Gonarthrose (Kniearthrose): Symptome und Therapie der Kniegelenksarthrose

23.01.2026
Dr. med. Attila Vásárhelyi
Medizinischer Fachautor

Das Kniegelenk ist das größte Gelenk des menschlichen Körpers und muss täglich enormen Belastungen standhalten. Wenn der schützende Knorpel im Laufe der Jahre verschleißt, sprechen Mediziner von einer Gonarthrose oder Kniearthrose. Diese degenerative Erkrankung des Kniegelenks ist weit verbreitet und führt häufig zu Knieschmerzen und einer Einschränkung der Beweglichkeit. Ob mediale Gonarthrose an der Innenseite oder laterale Gonarthrose an der Außenseite: Der fortschreitende Verlust der Knorpelschicht sorgt dafür, dass Knochen auf Knochen reibt. Eine rechtzeitige Diagnose und eine angepasste Therapie der Gonarthrose sind entscheidend, um die Lebensqualität zu erhalten, Schmerzen zu lindern und eine Operation am Kniegelenk möglichst lange hinauszuzögern.

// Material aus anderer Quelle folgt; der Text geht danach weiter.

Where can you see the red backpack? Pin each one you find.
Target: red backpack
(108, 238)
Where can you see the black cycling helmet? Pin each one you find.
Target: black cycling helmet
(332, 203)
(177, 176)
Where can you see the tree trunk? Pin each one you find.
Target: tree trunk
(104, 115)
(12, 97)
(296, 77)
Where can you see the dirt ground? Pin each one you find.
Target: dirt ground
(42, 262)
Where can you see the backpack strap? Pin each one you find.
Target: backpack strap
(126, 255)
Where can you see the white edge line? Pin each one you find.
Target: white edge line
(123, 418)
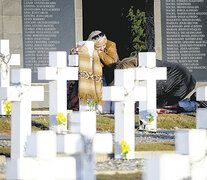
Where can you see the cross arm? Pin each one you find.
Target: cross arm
(17, 93)
(15, 60)
(54, 73)
(113, 93)
(74, 143)
(157, 73)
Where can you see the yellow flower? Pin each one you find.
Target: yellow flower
(7, 107)
(124, 148)
(61, 119)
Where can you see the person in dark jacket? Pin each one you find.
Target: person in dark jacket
(180, 82)
(173, 91)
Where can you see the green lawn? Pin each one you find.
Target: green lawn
(106, 123)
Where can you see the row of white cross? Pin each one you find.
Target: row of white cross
(39, 150)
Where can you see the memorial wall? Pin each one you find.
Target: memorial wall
(184, 34)
(48, 25)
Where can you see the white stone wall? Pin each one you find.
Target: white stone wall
(11, 25)
(11, 28)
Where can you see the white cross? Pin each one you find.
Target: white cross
(124, 93)
(57, 74)
(21, 93)
(41, 160)
(84, 142)
(201, 95)
(148, 74)
(6, 59)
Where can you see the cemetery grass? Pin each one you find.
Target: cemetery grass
(117, 176)
(105, 123)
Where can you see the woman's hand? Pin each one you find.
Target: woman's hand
(82, 49)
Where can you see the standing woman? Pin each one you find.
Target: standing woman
(107, 53)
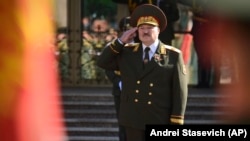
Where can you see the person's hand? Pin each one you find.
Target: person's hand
(128, 35)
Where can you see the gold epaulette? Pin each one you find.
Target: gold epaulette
(172, 48)
(131, 44)
(177, 119)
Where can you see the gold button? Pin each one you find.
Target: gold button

ICD-Codes für diese Krankheit: M17

Kurzübersicht:

Die Gonarthrose bezeichnet den chronischen, verschleißbedingten Abbau von Knorpelsubstanz im Kniegelenk, wodurch der Gelenkspalt verschmälert wird und die Gelenkflächen schmerzhaft aufeinander reiben. Zu den typischen Symptomen gehören Anlaufschmerzen, eine Schwellung des Knies sowie Bewegungseinschränkungen, die je nach Schweregrad und Stadium der Gonarthrose variieren. Als Risikofaktor gelten neben dem fortgeschrittenen Alter vor allem Übergewicht, Fehlstellungen der Beinachse sowie Verletzungen an Meniskus oder Band. Die Behandlung von Kniearthrose beginnt meist als konservative Therapie mit Physiotherapie, Orthesen und Schmerzmitteln, um die Beschwerden zu lindern und das Gelenk zu entlasten. Ist die Arthrose jedoch weit fortgeschritten und konservative Maßnahmen greifen nicht mehr, wird oft eine operative Therapie bis hin zum künstlichen Kniegelenk notwendig.

Artikelübersicht

Unter Kniearthrose versteht man den Abbau von Knorpelsubstanz im Kniegelenk. Durch den Verschleiß kommt es zu Knieschmerzen und eingeschränkter Beweglichkeit.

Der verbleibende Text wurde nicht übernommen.